On the generator’s side, the main cost includes two parts: (1) producing the output wire labels for each XOR gate, which includes the XOR operation between the input wire labels and offset value, and (2) producing the ciphertexts for the S-boxes. Both parts can be executed completely offline. On the evaluator’s side, the main cost in the AddRoundKey, ShiftRow, and MixColumn layers is the XOR operation between the input wire labels to compute the output wire labels. In the SubBytes layer, the main cost is the hash function invocations, which must be executed online. Therefore, fewer hash calls lead to better online performance of the protocol.

We also compare our garbling scheme with schemes in previous works (the data are derived from Table 1 in [22]). The results (

Table 6. Comparison between our garbling scheme and schemes in previous works.

Scheme	Online Time (s)	Overall Time (s)
[31]	0.4	3.3
[22]	0.008	0.2
Ours	0.003	0.8

) suggest that our garbling scheme has minimal online time due to the fewer calls for the hash function. However, the overall time increases, which we believe is mainly because we do not use any hardware description language to instantiate the AES circuit. Furthermore, since it is impossible to reproduce the scheme in [22], and the implementation platform is also different, this comparison can only be used as a general reference to show that the runtime performance of the proposed scheme is comparable with the state of the art.

7. Conclusions

In conclusion, taking into account the special structure of the S-box and the AES circuit, this paper proposes a garbling scheme for S-boxes in the final SubBytes layer, which further reduces the ciphertext size of secure AES computation. Compared to the best result in previous works, which requires 2048 ciphertexts and 4 hash calls (minimal online time) or $116\left(174\right)$ ciphertexts and $116\left(58\right)$ hash calls (minimal total time), our garbling scheme only requires 256 ciphertexts and 1 hash call. In addition, if the optimized S-box structure is used instead of the original AES S-box to enhance security, it would increase the number of ciphertexts required by the minimum total time scheme, unlike our scheme.

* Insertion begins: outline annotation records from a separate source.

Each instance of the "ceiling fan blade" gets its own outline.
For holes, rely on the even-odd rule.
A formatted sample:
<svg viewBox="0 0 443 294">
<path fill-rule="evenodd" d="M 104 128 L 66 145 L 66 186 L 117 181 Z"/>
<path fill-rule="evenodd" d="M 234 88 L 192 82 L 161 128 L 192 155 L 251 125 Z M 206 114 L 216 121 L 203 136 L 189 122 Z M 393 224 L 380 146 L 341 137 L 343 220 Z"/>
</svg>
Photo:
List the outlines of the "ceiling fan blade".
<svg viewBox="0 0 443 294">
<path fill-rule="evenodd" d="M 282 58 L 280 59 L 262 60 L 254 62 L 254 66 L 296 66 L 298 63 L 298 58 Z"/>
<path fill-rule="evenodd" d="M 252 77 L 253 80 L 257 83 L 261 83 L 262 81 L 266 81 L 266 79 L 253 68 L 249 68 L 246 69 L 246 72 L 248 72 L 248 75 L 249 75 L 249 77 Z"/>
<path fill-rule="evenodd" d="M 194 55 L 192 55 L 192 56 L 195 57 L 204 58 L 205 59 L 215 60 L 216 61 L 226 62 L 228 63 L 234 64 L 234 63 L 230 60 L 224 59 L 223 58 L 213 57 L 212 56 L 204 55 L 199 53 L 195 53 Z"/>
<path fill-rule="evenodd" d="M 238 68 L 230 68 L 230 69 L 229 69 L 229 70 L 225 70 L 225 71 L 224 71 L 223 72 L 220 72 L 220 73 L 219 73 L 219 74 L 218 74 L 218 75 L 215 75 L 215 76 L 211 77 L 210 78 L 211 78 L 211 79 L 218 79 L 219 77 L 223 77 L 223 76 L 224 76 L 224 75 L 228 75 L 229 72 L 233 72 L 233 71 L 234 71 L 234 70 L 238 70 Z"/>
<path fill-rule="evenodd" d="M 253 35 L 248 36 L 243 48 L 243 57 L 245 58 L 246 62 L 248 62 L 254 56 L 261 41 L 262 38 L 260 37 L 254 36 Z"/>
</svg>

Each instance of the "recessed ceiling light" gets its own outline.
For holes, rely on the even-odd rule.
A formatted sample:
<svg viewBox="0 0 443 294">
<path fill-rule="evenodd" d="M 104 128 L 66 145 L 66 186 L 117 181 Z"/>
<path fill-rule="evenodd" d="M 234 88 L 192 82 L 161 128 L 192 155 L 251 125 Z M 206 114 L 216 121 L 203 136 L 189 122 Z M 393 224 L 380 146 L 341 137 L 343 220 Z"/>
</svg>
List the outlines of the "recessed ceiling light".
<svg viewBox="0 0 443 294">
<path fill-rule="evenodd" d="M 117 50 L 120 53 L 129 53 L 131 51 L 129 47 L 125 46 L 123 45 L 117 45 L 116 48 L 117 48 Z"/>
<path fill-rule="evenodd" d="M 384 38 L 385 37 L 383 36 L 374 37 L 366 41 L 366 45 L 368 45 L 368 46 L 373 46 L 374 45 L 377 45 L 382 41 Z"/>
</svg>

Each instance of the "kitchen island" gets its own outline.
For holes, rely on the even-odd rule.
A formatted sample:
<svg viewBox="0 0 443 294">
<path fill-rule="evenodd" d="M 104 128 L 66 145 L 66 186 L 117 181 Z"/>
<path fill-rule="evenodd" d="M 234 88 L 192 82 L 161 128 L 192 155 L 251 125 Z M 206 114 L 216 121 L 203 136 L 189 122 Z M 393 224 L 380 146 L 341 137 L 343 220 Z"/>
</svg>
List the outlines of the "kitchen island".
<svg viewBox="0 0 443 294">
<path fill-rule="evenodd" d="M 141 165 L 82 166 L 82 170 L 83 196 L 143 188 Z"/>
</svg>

In our implementation, we introduce the circuit layer model to reuse circuit units in the AES circuit, where each algorithm is designed into a circuit layer, and only one copy is stored in memory. Finally, we demonstrate the construction of each circuit layer and experimentally evaluate the performance. The experimental data show that our garbling scheme achieves better online performance compared to schemes in previous works. However, the non-optimal overall time may be due to the fact that we did not use any hardware description language to implement the AES circuit.

To be honest, the extensibility of the proposed garbling scheme in this paper is relatively limited. In future work, we will focus on applying the proposed garbling scheme to all SubBytes layers to further improve the efficiency of secure AES computation. Future work will also focus on extending the idea of the ciphertext reduction scheme proposed in this paper to universal Yao’s garbled circuits.